A very engaging, respectful, and affectionate picture of people who don't ordinarily get either respect or affection from sophisticated America, which caused me to be very surprised when I saw in the credits (I always watch the credits) that it was produced by something called the Brooklyn Filmmakers Collective. Less surprising is the name of the director: Debra Granik, who directed the very powerful Winter's Bone. Stray Dog is also a portrait of rural Missouri. I'll save myself the trouble of describing it by pasting in the description from the web site:
Ron “Stray Dog” Hall lives in Southern Missouri where he owns and operates the At Ease RV Park. After seven years of living with four small dogs as his only companions, he is adjusting to life with his wife, Alicia, who is newly arrived from Mexico. Anchored by his small dogs and big bikes, Stray Dog seeks to strike a balance between his commitment to his family, neighbors, biker brotherhood, and fellow veterans. As part of the legacy of fighting in the Vietnam War, he wrestles with the everlasting puzzle of conscience, remorse, and forgiveness.
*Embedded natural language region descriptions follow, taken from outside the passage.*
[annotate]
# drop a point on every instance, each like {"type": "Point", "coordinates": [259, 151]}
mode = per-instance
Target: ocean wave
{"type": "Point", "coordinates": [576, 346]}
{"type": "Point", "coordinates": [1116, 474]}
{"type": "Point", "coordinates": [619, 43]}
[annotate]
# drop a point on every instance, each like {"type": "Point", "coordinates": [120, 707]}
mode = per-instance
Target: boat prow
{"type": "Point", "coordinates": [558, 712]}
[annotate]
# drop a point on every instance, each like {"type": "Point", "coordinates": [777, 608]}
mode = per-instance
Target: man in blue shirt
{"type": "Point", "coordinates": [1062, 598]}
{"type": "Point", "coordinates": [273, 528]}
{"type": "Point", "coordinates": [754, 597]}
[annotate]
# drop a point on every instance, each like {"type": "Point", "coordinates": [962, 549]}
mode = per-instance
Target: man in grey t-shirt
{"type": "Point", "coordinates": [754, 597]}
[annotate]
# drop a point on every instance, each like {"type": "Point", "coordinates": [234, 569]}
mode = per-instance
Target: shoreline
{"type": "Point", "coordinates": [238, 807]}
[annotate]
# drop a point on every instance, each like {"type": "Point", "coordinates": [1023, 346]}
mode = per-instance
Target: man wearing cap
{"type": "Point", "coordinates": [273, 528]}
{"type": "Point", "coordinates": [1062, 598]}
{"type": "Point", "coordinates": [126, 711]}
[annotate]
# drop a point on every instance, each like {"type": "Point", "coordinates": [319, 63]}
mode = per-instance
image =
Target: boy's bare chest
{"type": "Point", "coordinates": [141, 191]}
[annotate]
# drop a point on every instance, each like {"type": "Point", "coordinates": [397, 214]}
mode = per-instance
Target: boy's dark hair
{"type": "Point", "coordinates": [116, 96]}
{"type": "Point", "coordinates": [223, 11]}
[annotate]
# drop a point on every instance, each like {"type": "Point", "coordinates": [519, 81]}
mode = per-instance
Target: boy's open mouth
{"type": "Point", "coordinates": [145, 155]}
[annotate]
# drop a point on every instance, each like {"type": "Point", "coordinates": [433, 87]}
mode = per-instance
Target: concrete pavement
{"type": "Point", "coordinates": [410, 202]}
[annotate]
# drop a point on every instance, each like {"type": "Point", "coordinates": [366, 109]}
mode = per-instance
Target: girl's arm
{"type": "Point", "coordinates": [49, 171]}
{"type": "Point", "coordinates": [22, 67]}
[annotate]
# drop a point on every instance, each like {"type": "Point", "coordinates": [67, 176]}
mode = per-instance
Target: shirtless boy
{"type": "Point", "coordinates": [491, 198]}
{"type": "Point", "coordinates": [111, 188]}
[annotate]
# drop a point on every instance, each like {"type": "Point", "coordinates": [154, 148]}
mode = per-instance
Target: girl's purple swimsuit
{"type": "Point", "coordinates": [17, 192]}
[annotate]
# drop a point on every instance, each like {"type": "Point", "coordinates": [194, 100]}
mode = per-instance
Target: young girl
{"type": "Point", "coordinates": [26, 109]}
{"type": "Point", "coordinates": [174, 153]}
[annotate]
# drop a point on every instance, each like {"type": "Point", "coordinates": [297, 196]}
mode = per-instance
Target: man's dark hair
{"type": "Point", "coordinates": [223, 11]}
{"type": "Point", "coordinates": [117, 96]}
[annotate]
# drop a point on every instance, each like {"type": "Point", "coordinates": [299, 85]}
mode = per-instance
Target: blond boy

I said these are small films. This is a small drama. It doesn't have many characters, it doesn't have brilliant or profound dialog, and it doesn't have grand ambitions. But it's a good and touching story, well produced. It's about a very unhappy fourteen-year-old girl who's sent from her disintegrating family in Seattle to live for a while with an uncle in Alaska. For very good reasons she runs away. She falls in with a backpacker who has troubles of his own. And I'll leave it at that. I agree with the comments of the reviewers included in the trailer.
I want to mention one thing that I think deserves particular praise: it deals with some painful sexual stuff, but does not exploit it in a prurient way. And in one particular aspect, which I can't reveal without giving away too much of the plot, it really goes against the predictable movie pattern. In fact, thinking about it a bit more, I think it's somewhat subversive.